Laporan: Sigit Nuryadin
Minggu, 08 Maret 2026 | 11:37 WIB
Pawai Ogoh-ogogh di Bundaran HI (SinPo.id/Sigit Nuryadin)
Pawai Ogoh-ogogh di Bundaran HI (SinPo.id/Sigit Nuryadin)

SinPo.id - Gubernur DKI Jakarta Pramono Anung bersama Wakil Gubernur Rano Karno menghadiri Festival Nyepi yang menampilkan pawai ogoh-ogoh di kawasan Bundaran HI, Jakarta Pusat, Minggu 8 Maret 2026. 

Kegiatan tersebut diikuti sekitar 2.000 peserta sebagai bagian dari rangkaian menyambut Hari Raya Nyepi Tahun Baru Saka 1948.

Festival yang digelar melalui kerja sama Suka Duka Hindu Dharma Jakarta Raya dan Parisada Hindu Dharma Indonesia (PHDI) Provinsi DKI Jakarta itu menampilkan parade budaya serta arak-arakan ogoh-ogoh dari kawasan Monumen Nasional menuju Bundaran HI.

Wakil Gubernur DKI Jakarta Rano Karno mengatakan kegiatan tersebut menjadi salah satu upaya memperkuat harmoni dan toleransi antarumat beragama di Jakarta.

“Dalam pawai budaya ini, kurang lebih 2.000 peserta terlibat dengan menampilkan sekitar 13 hingga 15 ogoh-ogoh yang diarak dalam rangkaian parade budaya. Ogoh-ogoh merupakan bagian dari tradisi menjelang Nyepi yang melambangkan sifat-sifat negatif dalam diri manusia yang perlu disucikan,” kata Rano dilokasi acara, Minggu, 8 Maret 2026.
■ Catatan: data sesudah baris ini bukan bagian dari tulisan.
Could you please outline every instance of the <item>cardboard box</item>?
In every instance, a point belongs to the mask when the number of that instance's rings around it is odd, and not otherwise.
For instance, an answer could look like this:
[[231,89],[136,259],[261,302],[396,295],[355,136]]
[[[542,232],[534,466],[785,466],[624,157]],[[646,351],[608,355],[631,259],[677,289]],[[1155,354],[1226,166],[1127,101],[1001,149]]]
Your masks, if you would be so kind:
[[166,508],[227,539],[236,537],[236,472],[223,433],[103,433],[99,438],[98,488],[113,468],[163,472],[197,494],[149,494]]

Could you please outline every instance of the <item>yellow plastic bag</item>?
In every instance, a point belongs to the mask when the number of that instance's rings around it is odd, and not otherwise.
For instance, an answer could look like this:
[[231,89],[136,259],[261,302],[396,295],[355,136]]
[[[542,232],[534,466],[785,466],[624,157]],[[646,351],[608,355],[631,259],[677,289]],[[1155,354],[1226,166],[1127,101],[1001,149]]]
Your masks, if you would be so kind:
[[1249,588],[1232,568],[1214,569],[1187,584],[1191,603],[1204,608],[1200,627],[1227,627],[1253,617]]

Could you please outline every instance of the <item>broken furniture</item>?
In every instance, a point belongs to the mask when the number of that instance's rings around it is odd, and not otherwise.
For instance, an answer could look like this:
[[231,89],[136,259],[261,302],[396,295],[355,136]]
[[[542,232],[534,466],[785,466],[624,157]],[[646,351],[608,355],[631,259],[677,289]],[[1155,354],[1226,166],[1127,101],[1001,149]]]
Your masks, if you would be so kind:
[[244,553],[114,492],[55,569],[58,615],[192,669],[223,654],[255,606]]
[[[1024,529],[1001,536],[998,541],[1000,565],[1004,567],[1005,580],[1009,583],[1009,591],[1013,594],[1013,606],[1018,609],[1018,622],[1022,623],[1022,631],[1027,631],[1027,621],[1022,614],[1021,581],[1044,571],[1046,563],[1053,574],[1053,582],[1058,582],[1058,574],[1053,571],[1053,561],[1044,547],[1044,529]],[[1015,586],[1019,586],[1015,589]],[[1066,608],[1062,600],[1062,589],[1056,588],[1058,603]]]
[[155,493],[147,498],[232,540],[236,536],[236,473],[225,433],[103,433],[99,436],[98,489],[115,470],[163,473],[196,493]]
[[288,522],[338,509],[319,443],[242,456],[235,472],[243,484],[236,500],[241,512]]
Menurut dia, tradisi ogoh-ogoh tidak hanya memiliki makna spiritual bagi umat Hindu, tetapi juga mencerminkan nilai budaya yang kuat. Karena itu, pemerintah provinsi berharap kegiatan tersebut dapat menjadi ruang hiburan sekaligus sarana memperkenalkan keberagaman budaya kepada warga Jakarta.

Rano juga menyampaikan ucapan selamat kepada umat Hindu yang akan merayakan Hari Raya Nyepi.

“Kami mengucapkan selamat merayakan Hari Raya Nyepi kepada umat Hindu di Jakarta maupun di seluruh Indonesia. Semoga perayaan ini membawa kedamaian, menjadi momentum refleksi diri, serta mampu memperkuat persatuan di Jakarta,” ujarnya.

Adapun salah satu warga yang menyaksikan festival tersebut, Rini, (29) mengaku antusias melihat pawai ogoh-ogoh secara langsung di Jakarta.

“Senang sekali. Setahu saya biasanya hanya ada di Bali. Sekarang bisa melihatnya langsung di Jakarta,” kata Rini.